Rabbi Ted Falcon and David Blatner, Judaism For Dummies
Until recently, Jewish people and their faith were lumped into two categories in the public imagination: either stereotyped lawyers and entertainment executives, or abstract cultural “heroes” like Anne Frank. That is, when they weren’t hated for centuries-old fictional slurs. But recent trends have moved Judaism to a central position in public discourse, without necessarily answering important questions in outsiders’ minds.
Rabbi Ted Falcon and David Blatner come from a background in multi-faith outreach and cultural clarification. They have experience answering queries, some of them quite naive, and know what doubts and misinformation linger most in outsiders’ minds. They spot the gap between reality and what people think they already know. That makes them good choices to write a “For Dummies” book about the faith that founded the Abrahamic tradition.
If you’ve ever read a “For Dummies,” this book’s format is familiar. It’s designed to read out of sequence, dipping into the reference as questions arise. But it also rewards conventional reading, as the authors progress in inquirers’ most common sequence, from broad strokes of belief, through the people’s history, into brass tacks of practice, finishing with fine detail about what makes Judaism unique.
In their introduction, Falcon and Blatner say they write for two audiences: non-observant Jews interested in rediscovering their heritage, and outsiders curious about one of Earth’s oldest continuously observed religions. As such, the text is essentially bilingual. It gives a plain-English survey of Jewish religious precepts, then for those who want it, proceeds to a detailed investigation of exacting practice. The authors are good about defining terminology.
Jews have maintained their identity as a people over centuries of diaspora, in largest part because they have retained their traditions in ways other scattered peoples have not.

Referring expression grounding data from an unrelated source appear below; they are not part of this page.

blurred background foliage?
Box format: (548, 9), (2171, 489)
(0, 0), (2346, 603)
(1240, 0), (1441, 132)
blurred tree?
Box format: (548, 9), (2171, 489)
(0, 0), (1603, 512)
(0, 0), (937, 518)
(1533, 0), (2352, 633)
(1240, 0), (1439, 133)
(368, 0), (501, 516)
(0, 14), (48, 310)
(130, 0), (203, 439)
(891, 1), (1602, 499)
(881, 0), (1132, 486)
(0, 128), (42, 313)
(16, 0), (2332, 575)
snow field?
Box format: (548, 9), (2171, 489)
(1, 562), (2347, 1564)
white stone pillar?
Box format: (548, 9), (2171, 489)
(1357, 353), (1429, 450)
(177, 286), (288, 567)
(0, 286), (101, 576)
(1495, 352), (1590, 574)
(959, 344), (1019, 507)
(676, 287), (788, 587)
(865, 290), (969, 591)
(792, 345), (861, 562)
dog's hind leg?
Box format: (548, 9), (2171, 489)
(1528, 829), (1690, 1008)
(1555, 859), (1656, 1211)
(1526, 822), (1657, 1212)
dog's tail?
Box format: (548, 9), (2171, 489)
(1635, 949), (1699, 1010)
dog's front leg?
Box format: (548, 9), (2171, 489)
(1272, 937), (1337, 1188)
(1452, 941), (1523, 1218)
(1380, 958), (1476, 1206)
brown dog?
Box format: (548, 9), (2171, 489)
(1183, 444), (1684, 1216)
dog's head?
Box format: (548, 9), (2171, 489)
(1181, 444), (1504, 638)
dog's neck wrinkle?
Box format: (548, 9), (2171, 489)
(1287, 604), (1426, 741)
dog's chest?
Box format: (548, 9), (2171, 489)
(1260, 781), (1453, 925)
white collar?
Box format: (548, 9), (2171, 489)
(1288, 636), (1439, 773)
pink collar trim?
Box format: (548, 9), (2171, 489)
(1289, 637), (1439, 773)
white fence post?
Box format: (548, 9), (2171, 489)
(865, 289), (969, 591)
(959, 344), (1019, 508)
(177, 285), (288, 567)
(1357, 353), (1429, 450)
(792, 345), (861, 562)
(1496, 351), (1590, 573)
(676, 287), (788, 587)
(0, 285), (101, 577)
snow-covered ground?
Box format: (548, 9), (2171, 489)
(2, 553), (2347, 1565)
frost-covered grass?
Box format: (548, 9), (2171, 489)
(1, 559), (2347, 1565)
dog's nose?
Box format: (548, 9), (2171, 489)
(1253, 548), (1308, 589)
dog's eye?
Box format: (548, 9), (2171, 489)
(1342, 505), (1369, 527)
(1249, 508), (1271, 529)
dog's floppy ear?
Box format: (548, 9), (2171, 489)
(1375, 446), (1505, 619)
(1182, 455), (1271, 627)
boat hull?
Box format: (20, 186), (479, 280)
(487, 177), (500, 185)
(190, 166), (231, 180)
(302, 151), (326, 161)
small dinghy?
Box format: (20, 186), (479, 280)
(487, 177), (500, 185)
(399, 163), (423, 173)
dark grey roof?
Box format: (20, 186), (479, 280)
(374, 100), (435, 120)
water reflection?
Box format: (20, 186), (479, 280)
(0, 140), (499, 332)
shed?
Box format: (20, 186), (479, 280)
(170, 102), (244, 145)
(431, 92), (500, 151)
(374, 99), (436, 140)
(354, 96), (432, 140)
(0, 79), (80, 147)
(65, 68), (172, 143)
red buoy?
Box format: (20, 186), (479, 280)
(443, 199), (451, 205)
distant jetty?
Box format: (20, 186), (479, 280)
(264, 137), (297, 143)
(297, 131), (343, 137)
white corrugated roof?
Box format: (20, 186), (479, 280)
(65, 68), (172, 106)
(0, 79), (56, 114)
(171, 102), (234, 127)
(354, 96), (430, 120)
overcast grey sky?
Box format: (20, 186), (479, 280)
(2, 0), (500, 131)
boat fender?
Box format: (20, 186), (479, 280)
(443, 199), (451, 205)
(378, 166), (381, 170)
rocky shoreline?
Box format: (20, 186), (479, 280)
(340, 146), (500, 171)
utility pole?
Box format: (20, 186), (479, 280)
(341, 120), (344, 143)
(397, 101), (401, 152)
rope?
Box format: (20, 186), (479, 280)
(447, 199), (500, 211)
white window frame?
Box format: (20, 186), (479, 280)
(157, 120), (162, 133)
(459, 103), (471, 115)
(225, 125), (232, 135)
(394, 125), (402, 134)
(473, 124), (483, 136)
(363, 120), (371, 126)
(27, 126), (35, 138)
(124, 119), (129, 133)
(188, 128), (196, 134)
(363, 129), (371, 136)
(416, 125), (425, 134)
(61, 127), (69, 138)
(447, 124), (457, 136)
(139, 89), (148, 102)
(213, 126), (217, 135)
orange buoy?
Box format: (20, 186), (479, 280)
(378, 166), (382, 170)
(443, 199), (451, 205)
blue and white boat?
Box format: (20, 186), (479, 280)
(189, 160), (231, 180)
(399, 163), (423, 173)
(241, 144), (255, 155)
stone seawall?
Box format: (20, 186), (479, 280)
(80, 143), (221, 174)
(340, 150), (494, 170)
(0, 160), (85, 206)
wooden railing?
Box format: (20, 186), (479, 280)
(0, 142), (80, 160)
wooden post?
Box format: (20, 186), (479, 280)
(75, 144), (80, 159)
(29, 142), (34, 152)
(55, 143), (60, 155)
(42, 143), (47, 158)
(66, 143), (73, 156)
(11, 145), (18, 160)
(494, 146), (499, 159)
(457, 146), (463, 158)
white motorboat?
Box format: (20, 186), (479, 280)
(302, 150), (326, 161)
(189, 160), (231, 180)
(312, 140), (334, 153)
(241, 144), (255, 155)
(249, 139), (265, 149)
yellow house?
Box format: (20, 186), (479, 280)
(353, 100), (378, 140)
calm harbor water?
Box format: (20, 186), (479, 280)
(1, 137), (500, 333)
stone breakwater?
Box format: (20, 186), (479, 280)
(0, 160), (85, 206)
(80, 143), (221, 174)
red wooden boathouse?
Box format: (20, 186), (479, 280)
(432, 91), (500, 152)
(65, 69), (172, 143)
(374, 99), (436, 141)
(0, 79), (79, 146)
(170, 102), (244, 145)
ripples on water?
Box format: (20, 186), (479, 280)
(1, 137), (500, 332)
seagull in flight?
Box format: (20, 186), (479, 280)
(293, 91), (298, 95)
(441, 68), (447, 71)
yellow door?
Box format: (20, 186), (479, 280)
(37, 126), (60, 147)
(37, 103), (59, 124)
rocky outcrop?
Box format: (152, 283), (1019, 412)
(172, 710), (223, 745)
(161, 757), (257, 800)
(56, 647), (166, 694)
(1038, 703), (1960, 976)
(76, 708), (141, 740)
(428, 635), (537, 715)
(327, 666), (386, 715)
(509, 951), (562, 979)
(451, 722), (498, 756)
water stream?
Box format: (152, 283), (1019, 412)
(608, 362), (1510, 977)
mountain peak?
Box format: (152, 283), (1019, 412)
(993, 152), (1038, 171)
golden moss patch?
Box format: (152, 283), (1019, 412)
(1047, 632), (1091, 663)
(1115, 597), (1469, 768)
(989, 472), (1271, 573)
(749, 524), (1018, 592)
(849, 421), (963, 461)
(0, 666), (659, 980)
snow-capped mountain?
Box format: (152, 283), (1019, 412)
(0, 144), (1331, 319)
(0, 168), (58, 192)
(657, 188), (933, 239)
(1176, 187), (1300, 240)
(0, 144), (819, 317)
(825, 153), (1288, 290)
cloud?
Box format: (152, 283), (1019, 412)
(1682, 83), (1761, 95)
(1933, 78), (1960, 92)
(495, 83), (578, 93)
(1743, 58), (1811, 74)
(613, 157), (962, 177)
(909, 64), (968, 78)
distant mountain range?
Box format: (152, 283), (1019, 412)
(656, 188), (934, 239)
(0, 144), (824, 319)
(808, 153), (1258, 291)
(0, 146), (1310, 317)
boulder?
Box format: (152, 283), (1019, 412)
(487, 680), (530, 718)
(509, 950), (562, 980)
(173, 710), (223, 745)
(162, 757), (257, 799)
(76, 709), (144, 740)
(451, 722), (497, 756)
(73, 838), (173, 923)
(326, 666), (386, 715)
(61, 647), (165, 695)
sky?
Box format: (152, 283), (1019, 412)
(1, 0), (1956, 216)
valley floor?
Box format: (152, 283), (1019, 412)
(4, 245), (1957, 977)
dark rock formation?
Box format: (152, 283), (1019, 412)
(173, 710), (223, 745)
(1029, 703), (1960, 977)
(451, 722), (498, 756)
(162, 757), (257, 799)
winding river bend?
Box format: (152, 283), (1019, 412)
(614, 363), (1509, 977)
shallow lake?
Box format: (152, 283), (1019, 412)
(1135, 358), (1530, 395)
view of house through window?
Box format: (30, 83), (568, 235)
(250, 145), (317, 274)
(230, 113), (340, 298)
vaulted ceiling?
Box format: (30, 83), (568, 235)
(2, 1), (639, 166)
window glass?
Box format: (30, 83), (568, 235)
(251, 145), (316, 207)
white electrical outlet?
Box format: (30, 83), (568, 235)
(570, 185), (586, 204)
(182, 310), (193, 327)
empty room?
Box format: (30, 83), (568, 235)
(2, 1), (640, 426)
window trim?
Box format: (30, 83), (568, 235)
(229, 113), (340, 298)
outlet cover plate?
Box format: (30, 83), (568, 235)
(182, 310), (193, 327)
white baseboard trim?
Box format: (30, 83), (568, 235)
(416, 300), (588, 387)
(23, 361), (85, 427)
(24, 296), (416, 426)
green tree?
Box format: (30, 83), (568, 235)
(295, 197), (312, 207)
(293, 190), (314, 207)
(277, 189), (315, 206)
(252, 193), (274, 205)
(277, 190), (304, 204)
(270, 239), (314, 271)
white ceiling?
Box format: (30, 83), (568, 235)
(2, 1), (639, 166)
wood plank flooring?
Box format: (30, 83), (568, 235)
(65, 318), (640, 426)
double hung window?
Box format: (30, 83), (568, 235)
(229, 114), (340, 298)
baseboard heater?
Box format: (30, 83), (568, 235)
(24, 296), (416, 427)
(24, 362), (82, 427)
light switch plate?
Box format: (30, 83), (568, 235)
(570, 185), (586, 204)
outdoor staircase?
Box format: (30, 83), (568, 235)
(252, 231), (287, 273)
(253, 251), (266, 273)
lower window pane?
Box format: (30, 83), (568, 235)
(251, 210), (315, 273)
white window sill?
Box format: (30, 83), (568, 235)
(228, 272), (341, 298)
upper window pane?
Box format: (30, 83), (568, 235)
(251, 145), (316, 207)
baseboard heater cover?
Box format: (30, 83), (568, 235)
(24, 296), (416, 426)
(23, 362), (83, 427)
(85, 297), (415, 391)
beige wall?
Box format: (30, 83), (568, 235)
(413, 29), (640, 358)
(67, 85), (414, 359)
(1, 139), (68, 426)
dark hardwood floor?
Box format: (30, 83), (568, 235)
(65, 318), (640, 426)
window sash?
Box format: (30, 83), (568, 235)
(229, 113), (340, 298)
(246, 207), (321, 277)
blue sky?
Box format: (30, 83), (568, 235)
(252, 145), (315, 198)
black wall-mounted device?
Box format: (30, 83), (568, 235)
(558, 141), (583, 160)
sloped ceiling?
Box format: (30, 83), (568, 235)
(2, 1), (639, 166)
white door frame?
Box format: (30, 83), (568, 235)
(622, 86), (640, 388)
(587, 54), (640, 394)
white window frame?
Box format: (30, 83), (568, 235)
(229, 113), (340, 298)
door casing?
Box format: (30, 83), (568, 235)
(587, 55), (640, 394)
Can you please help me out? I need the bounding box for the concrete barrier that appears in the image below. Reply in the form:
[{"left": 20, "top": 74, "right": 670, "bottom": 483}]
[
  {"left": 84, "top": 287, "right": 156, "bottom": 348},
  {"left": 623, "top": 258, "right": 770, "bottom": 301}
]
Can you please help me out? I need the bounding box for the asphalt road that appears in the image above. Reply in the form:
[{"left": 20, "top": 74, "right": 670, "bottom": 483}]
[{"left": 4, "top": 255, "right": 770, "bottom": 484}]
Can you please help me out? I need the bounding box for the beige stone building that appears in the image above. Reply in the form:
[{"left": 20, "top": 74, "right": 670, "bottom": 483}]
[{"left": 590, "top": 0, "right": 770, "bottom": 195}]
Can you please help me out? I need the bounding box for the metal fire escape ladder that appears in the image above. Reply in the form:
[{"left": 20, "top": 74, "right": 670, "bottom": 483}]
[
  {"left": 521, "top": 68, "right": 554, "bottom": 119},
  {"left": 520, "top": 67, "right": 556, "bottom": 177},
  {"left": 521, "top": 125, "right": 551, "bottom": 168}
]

Their elaborate mix of written history and oral tradition, bound in ritual that gives observant Jews a body of shared experience, preserves their mutuality. This includes their tradition of controversy, which outsiders have long mistaken for disunion.
Falcon and Blatner do a remarkable job keeping the balance between Orthodox and more Liberal traditions, especially considering that some parties in such divides consider their opposite numbers apostate. Controversy is at the heart of Judaism, as any Talmud student knows. Our authors carefully recount such debates as influence readers’ understanding, while remaining studiously neutral themselves—sometimes, the debate matters more than the solution.
Not that they are completely impartial. They say some controversies aren’t worth having. They completely exclude Messianic Judaism, as even the Israeli Knesset does, saying it constitutes a wholly separate religion. Also, though they address humanist Judaism briefly, they preponderantly assume Jews share belief in God, while they admit the word “God” admits multiple definitions. “Israel,” after all, means “he wrestles with God.”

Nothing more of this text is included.